A Bar-Ilan University study finds that jellyfish and related Cnidaria sleep about one-third of each day despite lacking a central brain. Experiments showed that sleep deprivation, UV exposure, and mutagens increased neuronal DNA damage, while melatonin increased sleep and reduced damage. The authors suggest sleep evolved early to enable cellular repair and maintain genome stability.
Jellyfish Sleep Like Humans — Study Suggests Sleep Evolved Nearly a Billion Years Ago

A new study from Bar-Ilan University in Israel shows that jellyfish—boneless, gelatinous animals without a centralized brain—spend about one-third of each day asleep. The findings, published in Nature Communications, suggest sleep is an ancient trait that may have evolved to protect neurons from damage.

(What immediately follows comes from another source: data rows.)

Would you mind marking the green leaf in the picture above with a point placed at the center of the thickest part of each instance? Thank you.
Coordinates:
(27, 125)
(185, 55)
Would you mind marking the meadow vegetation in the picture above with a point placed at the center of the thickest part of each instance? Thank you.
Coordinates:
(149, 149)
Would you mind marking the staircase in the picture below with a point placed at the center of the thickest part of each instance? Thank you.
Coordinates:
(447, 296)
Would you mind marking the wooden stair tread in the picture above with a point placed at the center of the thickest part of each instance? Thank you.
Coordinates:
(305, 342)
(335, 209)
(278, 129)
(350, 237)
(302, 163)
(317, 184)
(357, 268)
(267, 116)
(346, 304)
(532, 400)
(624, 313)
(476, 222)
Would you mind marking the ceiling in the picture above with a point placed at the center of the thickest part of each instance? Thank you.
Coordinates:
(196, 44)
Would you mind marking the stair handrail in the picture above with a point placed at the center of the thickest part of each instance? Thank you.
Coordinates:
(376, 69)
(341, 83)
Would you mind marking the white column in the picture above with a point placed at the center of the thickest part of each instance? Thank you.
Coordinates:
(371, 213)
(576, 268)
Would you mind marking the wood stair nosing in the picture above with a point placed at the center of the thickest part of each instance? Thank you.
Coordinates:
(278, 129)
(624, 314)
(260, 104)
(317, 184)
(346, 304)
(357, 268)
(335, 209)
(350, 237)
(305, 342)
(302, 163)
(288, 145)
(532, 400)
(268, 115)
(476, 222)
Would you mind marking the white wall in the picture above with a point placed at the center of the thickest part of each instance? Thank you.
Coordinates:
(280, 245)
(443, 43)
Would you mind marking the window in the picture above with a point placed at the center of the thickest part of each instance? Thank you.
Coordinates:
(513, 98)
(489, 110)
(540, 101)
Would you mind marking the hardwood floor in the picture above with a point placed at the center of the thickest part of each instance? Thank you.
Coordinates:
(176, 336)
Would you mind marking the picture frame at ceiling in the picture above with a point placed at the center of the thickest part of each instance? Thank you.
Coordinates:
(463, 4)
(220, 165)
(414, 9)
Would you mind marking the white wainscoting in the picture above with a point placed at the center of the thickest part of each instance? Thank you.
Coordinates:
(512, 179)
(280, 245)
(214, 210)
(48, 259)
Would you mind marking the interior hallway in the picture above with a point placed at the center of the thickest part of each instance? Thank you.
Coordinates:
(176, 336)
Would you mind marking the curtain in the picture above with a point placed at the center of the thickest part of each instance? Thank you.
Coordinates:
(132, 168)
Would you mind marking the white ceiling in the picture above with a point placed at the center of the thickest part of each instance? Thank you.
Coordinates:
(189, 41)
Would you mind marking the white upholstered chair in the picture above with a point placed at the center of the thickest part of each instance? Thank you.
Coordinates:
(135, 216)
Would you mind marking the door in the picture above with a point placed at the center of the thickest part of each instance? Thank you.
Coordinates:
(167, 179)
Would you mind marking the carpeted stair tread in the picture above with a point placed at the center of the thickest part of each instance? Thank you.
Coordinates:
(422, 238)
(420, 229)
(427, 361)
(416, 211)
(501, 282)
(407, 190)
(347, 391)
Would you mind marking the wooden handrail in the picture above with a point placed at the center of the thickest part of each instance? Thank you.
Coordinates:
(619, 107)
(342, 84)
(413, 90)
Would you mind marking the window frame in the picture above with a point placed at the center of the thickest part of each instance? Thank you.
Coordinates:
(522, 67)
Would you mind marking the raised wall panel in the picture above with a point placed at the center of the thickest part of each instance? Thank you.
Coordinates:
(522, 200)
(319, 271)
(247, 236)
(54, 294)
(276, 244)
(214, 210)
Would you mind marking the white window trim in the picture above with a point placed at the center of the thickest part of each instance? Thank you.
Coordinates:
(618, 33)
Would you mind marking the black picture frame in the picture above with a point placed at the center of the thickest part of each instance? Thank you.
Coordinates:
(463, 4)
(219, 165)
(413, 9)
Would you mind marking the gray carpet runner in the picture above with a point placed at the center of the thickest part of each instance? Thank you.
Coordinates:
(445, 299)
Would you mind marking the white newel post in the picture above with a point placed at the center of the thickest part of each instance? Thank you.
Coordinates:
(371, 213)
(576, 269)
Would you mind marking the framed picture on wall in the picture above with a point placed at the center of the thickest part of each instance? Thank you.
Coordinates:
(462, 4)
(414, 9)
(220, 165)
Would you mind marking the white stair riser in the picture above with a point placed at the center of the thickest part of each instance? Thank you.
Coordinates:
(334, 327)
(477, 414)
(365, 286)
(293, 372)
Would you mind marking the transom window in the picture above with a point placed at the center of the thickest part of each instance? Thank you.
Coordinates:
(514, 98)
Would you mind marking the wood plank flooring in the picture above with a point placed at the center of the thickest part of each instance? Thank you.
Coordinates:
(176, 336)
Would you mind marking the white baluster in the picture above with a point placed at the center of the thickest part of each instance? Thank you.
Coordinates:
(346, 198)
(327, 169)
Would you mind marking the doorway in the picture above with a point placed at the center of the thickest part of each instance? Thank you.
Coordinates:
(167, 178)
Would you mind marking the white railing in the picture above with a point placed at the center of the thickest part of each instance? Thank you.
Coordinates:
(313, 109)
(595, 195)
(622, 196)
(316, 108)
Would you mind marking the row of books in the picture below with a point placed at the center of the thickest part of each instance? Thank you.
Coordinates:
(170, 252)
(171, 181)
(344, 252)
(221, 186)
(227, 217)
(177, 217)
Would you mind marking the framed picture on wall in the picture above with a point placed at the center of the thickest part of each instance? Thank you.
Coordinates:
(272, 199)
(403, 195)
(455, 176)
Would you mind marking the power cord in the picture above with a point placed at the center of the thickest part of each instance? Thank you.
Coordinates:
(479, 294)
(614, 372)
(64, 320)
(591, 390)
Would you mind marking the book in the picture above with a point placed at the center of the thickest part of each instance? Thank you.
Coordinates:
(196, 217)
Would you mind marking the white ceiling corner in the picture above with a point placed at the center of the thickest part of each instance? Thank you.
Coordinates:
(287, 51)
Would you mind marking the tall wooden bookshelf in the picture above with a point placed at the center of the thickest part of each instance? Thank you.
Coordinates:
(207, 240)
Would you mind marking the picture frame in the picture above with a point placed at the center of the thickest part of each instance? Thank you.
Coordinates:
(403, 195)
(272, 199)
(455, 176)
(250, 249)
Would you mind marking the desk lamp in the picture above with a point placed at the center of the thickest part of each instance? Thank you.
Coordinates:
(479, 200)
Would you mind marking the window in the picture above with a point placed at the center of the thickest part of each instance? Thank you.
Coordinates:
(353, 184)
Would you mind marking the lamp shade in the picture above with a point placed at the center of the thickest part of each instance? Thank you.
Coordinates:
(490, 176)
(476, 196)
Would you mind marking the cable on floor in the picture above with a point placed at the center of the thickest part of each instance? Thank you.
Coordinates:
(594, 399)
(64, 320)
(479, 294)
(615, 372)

Researchers studied upside-down jellyfish (Cassiopea andromeda) and the starlet sea anemone (Nematostella vectensis), both members of the Cnidaria phylum. Although Cnidaria lack a centralized brain and instead possess a distributed nerve net, these animals display clear sleep-like behaviors: periods of immobility, reduced responsiveness, and daily regularity in sleep timing.
Sleep and Cellular Damage
Under laboratory and natural conditions, the team observed that sleep deprivation increased neuronal DNA damage in both species. Environmental stressors—such as ultraviolet radiation and chemical mutagens—that raised DNA damage also increased the animals' need for sleep. When researchers treated the animals with melatonin, the animals slept longer and showed reduced DNA damage.
"Sleep deprivation, ultraviolet radiation, and mutagens increased neuronal DNA damage and sleep pressure," the authors report. "Spontaneous and induced sleep facilitated genome stability."
The investigators conclude that wakefulness allows DNA damage and cellular stress to accumulate, while sleep provides a consolidated window for efficient repair and maintenance at the level of individual neurons. This cellular-protection hypothesis helps explain why even simple nervous systems appear to require sleep.
Why This Matters
Human ancestors diverged from the lineage leading to cnidarians hundreds of millions to roughly a billion years ago, so the presence of sleep-like states in Cnidaria implies that the basic need for sleep predates complex brains. The study strengthens the idea that one of sleep's most ancient roles was to preserve genome stability and support cellular repair in nervous tissue.
Study Details: Authors include Raphaël Aguillon, Harduf, and colleagues at Bar-Ilan University. The research was published in Nature Communications.